La jeune fille imprégna ses poumons de cet air maudit.

– Vous voulez me montrer quelque chose ? finit-elle par demander au comte qui cultivait le mystère.

Il enfonça ses mains dans les poches profondes de son énorme manteau ceinturé, un manteau qui ressemblait à celui de la Barbe bleue. Pas de réponse. Il l'entraîna ainsi jusqu'au fond du jardin et Alicia ne put en croire ses yeux : Owen avait ouvert un battant du portail aux épines de fer.

Qu'est-ce que cela voulait dire ?

Une légère brise parcourut les branches des arbres puis s'engouffra tel un frisson au cœur de l'envoutante forêt. Le comte de la Luna choisit ce moment pour rompre le silence.

– Partez.

La jeune fille s'écarta dans un sursaut, comme si elle venait d'entendre quelque chose d'effrayant. Elle se répétait le mot qu'il venait de souffler d'une voix rude, inflexible.

Partez

– Quoi ?

– Vous êtes libre, répéta-t-il sur la même note dénuée d'émotion.

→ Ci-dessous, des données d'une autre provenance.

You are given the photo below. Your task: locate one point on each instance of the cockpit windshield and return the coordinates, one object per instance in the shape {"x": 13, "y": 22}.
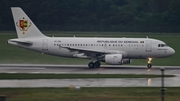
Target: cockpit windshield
{"x": 162, "y": 45}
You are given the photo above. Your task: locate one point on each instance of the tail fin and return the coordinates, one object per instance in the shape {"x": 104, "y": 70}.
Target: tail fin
{"x": 25, "y": 28}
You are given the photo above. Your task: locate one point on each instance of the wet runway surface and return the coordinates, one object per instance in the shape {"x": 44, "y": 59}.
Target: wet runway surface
{"x": 83, "y": 69}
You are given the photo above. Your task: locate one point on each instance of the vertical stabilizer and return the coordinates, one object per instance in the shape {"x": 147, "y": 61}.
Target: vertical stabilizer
{"x": 25, "y": 28}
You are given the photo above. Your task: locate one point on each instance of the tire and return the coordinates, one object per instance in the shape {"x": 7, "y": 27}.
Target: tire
{"x": 91, "y": 65}
{"x": 149, "y": 65}
{"x": 97, "y": 64}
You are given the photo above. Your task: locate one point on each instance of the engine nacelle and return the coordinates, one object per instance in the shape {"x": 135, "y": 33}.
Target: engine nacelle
{"x": 127, "y": 61}
{"x": 114, "y": 59}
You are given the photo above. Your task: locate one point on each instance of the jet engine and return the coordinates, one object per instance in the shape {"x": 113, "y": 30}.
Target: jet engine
{"x": 114, "y": 59}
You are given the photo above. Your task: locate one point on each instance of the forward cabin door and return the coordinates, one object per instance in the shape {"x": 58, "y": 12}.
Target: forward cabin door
{"x": 45, "y": 45}
{"x": 148, "y": 46}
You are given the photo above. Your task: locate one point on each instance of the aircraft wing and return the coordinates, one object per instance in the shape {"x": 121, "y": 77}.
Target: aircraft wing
{"x": 94, "y": 52}
{"x": 26, "y": 43}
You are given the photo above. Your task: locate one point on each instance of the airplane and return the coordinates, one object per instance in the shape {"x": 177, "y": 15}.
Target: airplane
{"x": 112, "y": 51}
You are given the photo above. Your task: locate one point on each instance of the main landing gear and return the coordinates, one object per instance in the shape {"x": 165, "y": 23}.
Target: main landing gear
{"x": 94, "y": 64}
{"x": 149, "y": 65}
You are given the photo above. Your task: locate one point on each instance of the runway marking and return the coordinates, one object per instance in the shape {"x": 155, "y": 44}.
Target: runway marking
{"x": 12, "y": 72}
{"x": 101, "y": 69}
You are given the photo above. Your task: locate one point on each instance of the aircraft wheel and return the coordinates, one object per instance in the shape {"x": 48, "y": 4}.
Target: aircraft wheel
{"x": 97, "y": 64}
{"x": 91, "y": 65}
{"x": 149, "y": 65}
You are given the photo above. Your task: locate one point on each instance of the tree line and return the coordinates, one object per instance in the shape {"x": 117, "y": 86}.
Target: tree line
{"x": 96, "y": 15}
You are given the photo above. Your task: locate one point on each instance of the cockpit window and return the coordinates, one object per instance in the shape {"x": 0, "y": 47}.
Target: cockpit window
{"x": 162, "y": 45}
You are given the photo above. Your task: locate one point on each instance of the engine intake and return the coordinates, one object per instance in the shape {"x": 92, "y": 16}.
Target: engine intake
{"x": 113, "y": 59}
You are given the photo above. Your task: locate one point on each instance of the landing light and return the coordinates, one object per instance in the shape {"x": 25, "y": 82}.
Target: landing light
{"x": 149, "y": 60}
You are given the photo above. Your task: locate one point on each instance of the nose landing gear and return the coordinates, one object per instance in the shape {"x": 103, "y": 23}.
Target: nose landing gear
{"x": 149, "y": 65}
{"x": 96, "y": 64}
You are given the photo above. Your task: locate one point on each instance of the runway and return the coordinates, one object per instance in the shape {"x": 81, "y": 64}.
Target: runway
{"x": 83, "y": 69}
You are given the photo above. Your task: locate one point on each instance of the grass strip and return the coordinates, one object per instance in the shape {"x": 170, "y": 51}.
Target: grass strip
{"x": 90, "y": 94}
{"x": 75, "y": 76}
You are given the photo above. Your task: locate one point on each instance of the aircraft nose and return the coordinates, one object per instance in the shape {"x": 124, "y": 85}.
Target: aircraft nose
{"x": 171, "y": 51}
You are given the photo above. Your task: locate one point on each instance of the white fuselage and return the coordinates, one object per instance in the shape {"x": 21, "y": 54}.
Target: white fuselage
{"x": 134, "y": 48}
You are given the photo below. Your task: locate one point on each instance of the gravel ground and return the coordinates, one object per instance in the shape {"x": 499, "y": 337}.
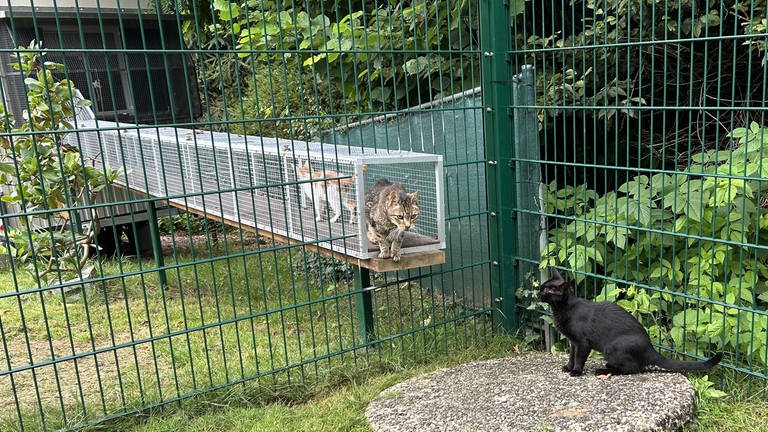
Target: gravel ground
{"x": 530, "y": 393}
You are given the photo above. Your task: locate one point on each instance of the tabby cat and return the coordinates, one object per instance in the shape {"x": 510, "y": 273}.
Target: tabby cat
{"x": 608, "y": 328}
{"x": 389, "y": 212}
{"x": 326, "y": 191}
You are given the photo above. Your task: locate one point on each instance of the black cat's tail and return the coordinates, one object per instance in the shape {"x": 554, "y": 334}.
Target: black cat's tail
{"x": 683, "y": 366}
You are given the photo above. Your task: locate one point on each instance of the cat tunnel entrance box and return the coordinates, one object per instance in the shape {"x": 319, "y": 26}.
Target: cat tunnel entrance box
{"x": 258, "y": 182}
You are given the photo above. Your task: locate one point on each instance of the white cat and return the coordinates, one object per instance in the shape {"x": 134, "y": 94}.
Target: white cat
{"x": 326, "y": 191}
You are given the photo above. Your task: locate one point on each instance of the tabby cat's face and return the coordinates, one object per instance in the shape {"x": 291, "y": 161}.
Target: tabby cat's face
{"x": 403, "y": 209}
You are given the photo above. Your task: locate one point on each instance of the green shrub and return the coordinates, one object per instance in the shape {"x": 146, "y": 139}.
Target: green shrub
{"x": 48, "y": 175}
{"x": 277, "y": 101}
{"x": 687, "y": 240}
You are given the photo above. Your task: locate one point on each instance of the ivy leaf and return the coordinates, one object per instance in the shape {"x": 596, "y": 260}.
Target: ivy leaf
{"x": 692, "y": 207}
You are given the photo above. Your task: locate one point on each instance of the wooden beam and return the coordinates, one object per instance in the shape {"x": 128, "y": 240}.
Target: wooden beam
{"x": 407, "y": 261}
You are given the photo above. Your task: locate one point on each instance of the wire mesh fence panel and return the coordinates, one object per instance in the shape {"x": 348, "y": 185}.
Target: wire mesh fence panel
{"x": 116, "y": 112}
{"x": 650, "y": 140}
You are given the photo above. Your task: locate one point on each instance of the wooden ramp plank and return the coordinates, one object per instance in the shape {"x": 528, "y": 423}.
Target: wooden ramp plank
{"x": 407, "y": 261}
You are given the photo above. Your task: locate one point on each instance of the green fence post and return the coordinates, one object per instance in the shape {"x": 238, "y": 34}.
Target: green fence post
{"x": 157, "y": 248}
{"x": 364, "y": 303}
{"x": 496, "y": 42}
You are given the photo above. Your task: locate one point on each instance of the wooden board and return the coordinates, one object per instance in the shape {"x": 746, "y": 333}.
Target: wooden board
{"x": 407, "y": 261}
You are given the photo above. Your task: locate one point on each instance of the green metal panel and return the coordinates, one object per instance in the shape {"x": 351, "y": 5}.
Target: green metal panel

Dépêchez-vous avant que je ne change d'avis.

Il tourna la tête, comme pour lui cacher son visage.

Enfin. Ce moment tant attendu était enfin arrivé. Alicia aurait dû sauter de joie et prendre la clé des champs sans demander son reste. Alors pourquoi n'arrivait-elle pas à décoller ses pieds du sol ? Elle pensa un instant à un mauvais sort ou aux semelles de ses chaussures collées par la glace, mais non : c'était bien elle qui ne pouvait pas se résoudre à faire un pas. Le bredouillage inaudible qui sortait de ses lèvres ne l'aidait pas non plus à prendre une décision.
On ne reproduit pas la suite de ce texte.